In [1]:
import pandas as pd 
import numpy as np
from scapy.all import * 
from datetime import datetime
from datetime import timezone
from collections import defaultdict

In [2]:
UTC = timezone.utc

# Creating Main DataFrame 

Setting TCP Flag Mappings

In [3]:
# TCP Flags Mapping
# Check here for bitmap: https://www.noction.com/blog/tcp-flags#:~:text=The%20hexadecimal%20number%200x02%20tells,a%20particular%20flag%20is%20set.
FIN = 0x01
SYN = 0x02
RST = 0x04
PSH = 0x08
ACK = 0x10
URG = 0x20
ECE = 0x40
CWR = 0x80

Here, we make important assumption that the first flow we see in the pcap for a unique flow_id, is considered as the "forward packet". This may not necessarily be the packet initiated by the host (perhaps), but it is a fair assumption to make. 

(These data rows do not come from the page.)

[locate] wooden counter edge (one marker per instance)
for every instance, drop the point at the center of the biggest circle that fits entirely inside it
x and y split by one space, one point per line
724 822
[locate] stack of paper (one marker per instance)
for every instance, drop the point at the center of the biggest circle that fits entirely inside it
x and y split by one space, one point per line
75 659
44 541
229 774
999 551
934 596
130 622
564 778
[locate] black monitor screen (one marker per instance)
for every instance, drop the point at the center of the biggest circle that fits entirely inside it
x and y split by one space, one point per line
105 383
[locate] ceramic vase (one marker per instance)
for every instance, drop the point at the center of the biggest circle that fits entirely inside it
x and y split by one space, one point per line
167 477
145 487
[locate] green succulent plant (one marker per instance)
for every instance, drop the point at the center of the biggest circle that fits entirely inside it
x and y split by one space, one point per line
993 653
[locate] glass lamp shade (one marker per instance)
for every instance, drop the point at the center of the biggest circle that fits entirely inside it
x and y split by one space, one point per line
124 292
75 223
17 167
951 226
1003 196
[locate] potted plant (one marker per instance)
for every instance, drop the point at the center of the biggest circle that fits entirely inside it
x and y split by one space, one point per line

This assumption just helps us define a direction of the flow and should not change anything major. If any flow has a lot of packets being sent from one direction (think DDoS), then this imbalance will be captured in the fwd or bwd total packets column. (should not matter which one specifically) 

In [4]:
def create_dataframe(INPUT_FILE):

    """Finds all unique flows based on flow id. Returns data frame with basic metrics computed for each flow. """
    print("Reading .pcap file.")
    packets = rdpcap(INPUT_FILE)
    print("Reading .pcap file DONE.")


    print("Creating initial dataframe.")
    all_data = {}
    flow_fwd_states = []
    i = 0
    for pkt in packets:
    
        if IP in pkt:
            tmp_pack_dict = {}

            tmp_pack_dict["sport"] = pkt[IP].sport if hasattr(pkt[IP], "sport") else None
            tmp_pack_dict["src_ip"] = pkt[IP].src 
            tmp_pack_dict["dst_port"] = pkt[IP].dport if hasattr(pkt[IP], "dport") else None
            tmp_pack_dict["dst_ip"] = pkt[IP].dst
            flow_size = pkt.len

            # Check https://www.iana.org/assignments/protocol-numbers/protocol-numbers.xhtml for Assigned Internet Protocol Numbers
            tmp_pack_dict['protocol'] = pkt.proto

            # Flow Unique Identifier / Flow ID 
            flow_id = frozenset([tmp_pack_dict["sport"], tmp_pack_dict["src_ip"], tmp_pack_dict["dst_port"], tmp_pack_dict["dst_ip"]])
            # Need set representation because if there is a backward flow (with just order changed of source and destination) then it should be marked as "seen" previously 
            # Ordered flow id (to check if belongs to the same stream or not)
            flow_id_ordered = (tmp_pack_dict['sport'], tmp_pack_dict['src_ip'], tmp_pack_dict['dst_port'], tmp_pack_dict['dst_ip']) # save it in order

            if flow_id not in all_data: #meaning this is a new flow (from a different stream) 
                tmp_pack_dict["sizes"] = [flow_size]
                tmp_pack_dict["first_timestamp"] = pkt.time
                tmp_pack_dict["last_timestamp"] = pkt.time 
                tmp_pack_dict["flow_duration"] = 0 
                tmp_pack_dict["arrival_times"] = [pkt.time]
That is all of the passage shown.